Syrian regime never try to recapture oil fields from ISIS




Recent years witnessed the Islamic State forces taking over most of Syria’s oil production more than three years ago, and the Kurdish forces seizing the Rumailan oil fields. Throughout all this, the regime did not make any attempts to retrieve these fields, and it did not even bomb the fields to ensure the Islamic State did not benefit from them. Syrians asked and continue to ask, why?

It is known that Syria's production of oil was between 340,000-370,000 barrels per day, and in very few instances it rose to above 380,000 barrels per day before 2011. Several international companies were extracting the oil including, the Dutch-British Shell company in partnership with the Euphrates Oil company.

All of their fields were located in the Rumailan which produce other 110,000 barrels per day. The second company was the French Total which operated in Deir Ez Zor and extracted oil in cooperation with the Deir Ez Zor Syrian Oil company. The production in Deir Ez Zor reached 70,000 barrels daily. The two companies’ production reached more than 200,000 barrels per day. The partnership with the Syrian companies includes two stipulations that the majority of the staff the foreign companies are Syrian, and regarding production, the Syrian government buys oil from them at a price lower than the international price and exclusively in Syrian Pounds.
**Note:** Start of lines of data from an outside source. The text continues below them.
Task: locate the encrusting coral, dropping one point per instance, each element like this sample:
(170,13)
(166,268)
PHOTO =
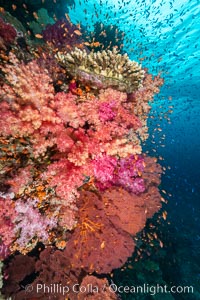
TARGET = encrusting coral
(103,69)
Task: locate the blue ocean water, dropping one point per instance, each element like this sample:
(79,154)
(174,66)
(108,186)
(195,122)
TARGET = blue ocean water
(166,35)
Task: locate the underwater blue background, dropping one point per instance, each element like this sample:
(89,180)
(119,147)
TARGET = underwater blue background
(166,34)
(165,37)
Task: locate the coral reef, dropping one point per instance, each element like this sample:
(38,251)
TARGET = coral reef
(62,33)
(75,185)
(7,34)
(103,69)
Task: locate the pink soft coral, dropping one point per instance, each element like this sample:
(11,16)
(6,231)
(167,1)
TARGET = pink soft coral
(7,217)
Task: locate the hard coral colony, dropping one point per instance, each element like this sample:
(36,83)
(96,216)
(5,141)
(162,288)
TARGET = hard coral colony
(76,187)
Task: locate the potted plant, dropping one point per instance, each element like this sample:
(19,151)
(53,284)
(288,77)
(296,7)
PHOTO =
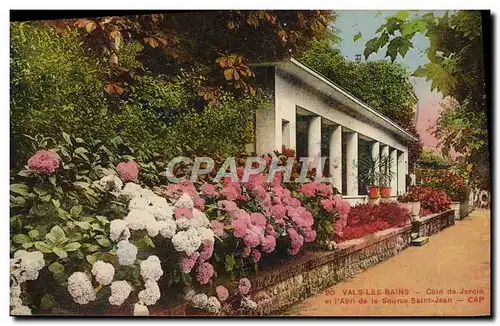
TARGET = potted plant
(369,174)
(386,175)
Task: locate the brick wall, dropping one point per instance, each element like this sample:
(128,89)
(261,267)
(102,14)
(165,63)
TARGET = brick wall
(432,224)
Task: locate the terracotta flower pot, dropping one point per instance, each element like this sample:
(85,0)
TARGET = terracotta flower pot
(385,192)
(373,192)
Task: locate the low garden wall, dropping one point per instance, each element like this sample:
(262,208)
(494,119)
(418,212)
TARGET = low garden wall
(433,223)
(313,272)
(461,209)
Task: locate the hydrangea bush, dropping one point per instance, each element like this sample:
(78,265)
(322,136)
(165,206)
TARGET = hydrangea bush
(90,229)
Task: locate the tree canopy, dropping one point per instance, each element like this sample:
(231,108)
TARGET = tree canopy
(456,69)
(383,85)
(216,43)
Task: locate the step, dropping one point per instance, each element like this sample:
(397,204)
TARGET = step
(420,241)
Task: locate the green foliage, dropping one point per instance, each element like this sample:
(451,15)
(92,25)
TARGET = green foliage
(456,69)
(430,159)
(56,88)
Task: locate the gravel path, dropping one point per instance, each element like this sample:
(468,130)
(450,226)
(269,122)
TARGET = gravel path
(420,280)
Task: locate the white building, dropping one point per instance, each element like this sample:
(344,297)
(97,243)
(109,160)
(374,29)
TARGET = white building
(314,116)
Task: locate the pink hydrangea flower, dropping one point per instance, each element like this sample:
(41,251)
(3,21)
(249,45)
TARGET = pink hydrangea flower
(268,243)
(128,171)
(222,293)
(270,230)
(244,286)
(310,236)
(240,226)
(246,252)
(296,241)
(208,189)
(324,189)
(327,205)
(258,219)
(204,273)
(251,238)
(188,187)
(172,190)
(183,212)
(278,211)
(187,262)
(217,227)
(44,162)
(256,255)
(207,251)
(227,205)
(230,193)
(199,203)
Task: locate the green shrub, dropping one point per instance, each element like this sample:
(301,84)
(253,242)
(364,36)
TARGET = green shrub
(56,87)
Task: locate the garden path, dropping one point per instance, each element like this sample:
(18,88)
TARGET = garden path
(457,258)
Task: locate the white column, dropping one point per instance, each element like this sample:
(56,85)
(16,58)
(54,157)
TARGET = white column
(314,140)
(265,130)
(401,174)
(336,157)
(394,170)
(376,154)
(352,164)
(285,133)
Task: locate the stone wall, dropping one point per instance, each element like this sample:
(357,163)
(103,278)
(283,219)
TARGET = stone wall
(432,224)
(317,271)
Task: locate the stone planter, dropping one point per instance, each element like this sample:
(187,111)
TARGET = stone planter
(415,208)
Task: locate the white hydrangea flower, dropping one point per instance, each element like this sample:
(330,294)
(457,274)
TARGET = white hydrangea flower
(160,208)
(184,201)
(206,234)
(21,311)
(139,203)
(29,264)
(199,300)
(188,294)
(140,309)
(118,230)
(183,223)
(131,190)
(111,182)
(151,269)
(199,219)
(167,228)
(213,305)
(187,241)
(15,295)
(148,194)
(248,304)
(150,294)
(103,272)
(120,290)
(153,228)
(126,253)
(81,289)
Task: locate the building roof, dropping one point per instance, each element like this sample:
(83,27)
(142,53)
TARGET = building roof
(329,88)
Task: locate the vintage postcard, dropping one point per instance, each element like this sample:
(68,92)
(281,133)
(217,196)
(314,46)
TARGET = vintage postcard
(250,163)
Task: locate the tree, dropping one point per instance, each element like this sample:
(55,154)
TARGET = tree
(456,69)
(217,43)
(383,85)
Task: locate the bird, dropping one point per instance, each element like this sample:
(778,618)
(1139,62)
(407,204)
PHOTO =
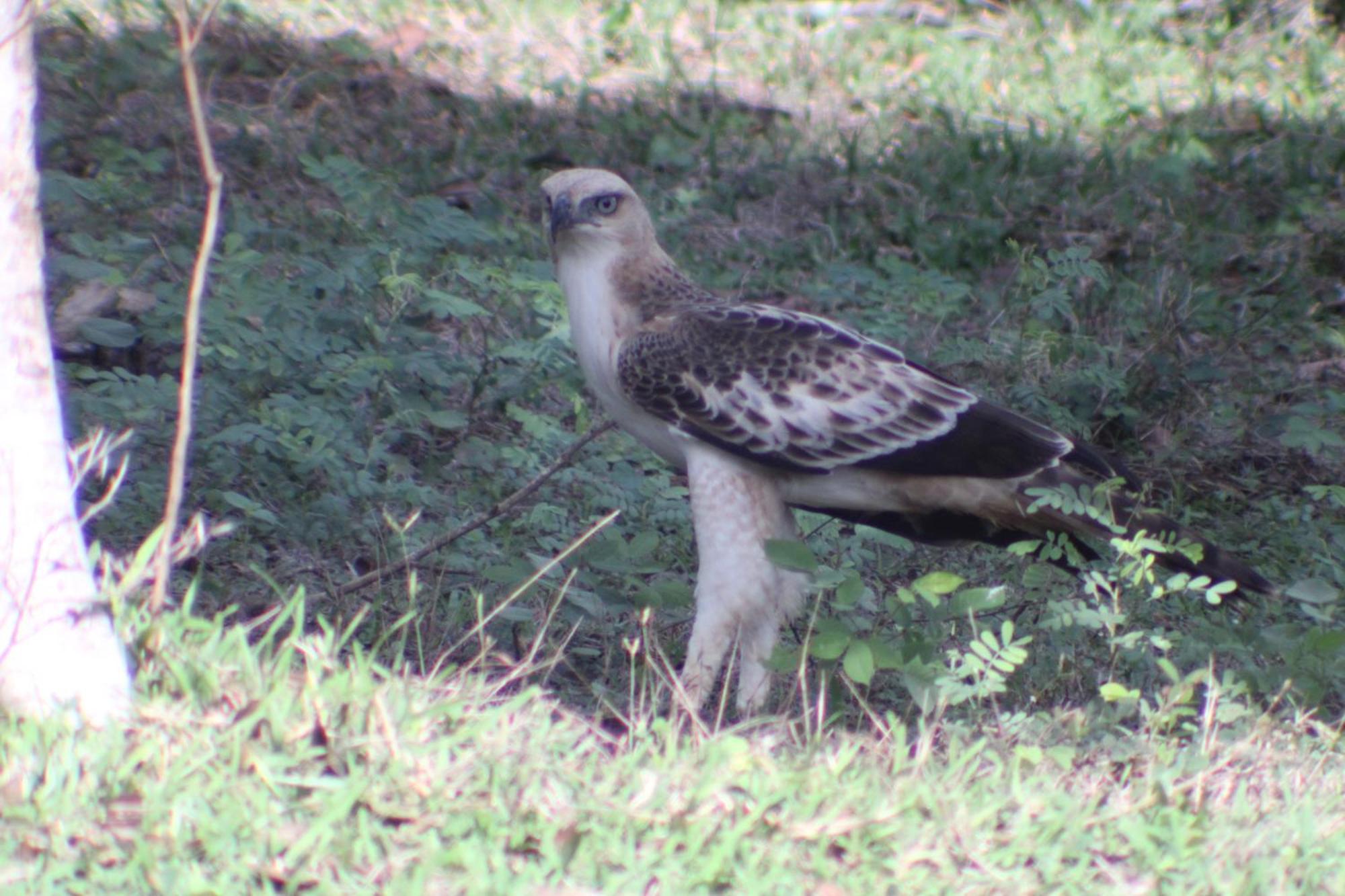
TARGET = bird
(770,409)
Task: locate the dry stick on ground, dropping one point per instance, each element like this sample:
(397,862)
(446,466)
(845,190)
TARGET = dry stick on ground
(481,520)
(189,40)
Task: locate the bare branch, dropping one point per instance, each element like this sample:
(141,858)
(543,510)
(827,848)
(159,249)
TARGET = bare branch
(189,38)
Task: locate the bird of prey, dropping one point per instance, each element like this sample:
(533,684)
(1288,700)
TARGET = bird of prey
(769,409)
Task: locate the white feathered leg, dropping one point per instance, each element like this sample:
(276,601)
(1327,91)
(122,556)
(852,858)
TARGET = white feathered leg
(739,592)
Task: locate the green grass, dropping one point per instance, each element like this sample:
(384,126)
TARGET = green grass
(297,763)
(1126,221)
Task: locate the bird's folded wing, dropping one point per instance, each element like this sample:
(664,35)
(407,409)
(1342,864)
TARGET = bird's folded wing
(792,391)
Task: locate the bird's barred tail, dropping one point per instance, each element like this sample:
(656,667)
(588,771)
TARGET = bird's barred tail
(1082,510)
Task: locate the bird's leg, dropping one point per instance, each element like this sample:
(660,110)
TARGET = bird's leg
(739,592)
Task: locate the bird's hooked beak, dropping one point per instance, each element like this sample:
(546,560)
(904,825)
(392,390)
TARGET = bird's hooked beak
(562,216)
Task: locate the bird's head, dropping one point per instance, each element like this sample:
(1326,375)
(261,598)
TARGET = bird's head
(595,212)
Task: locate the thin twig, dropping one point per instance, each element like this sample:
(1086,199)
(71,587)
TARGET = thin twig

The remaining oil production, more than 150,000 barrels per day, was extracted by several companies, including a Canadian and a Syrian company. The Syrian state bought the oil in the same manner.

Most of the Syrian oil production was purchased by the Syrian government almost entirely from foreign companies, whereby 100,000 barrels per were designated for daily domestic demand, and the remainder was exported for US Dollars through other foreign companies controlled by Bashar al-Assad’s maternal uncle, Mohammad Makhlouf who made huge personal profits.

The overview of the oil production may help explain the regime's lack of interest in losing its oil production, since it was mainly purchasing the oil from the foreign companies anyway. The only variable that has happened is that the regime used to buy the oil in Syrian Pounds but now must buy it with hard currency.

So, rather than depending on the what is produced locally, Iran exports oil to the regime. The regime was never interested in regaining the oil fields in northern Syria because they did not belong to the state but to foreign companies. When the Islamic State took over the oil fields in Deir Ez Zor, the Syrian regime continued to buy raw oil from the Islamic State and in Syrian Pounds without this affecting the regime’s economy in any way.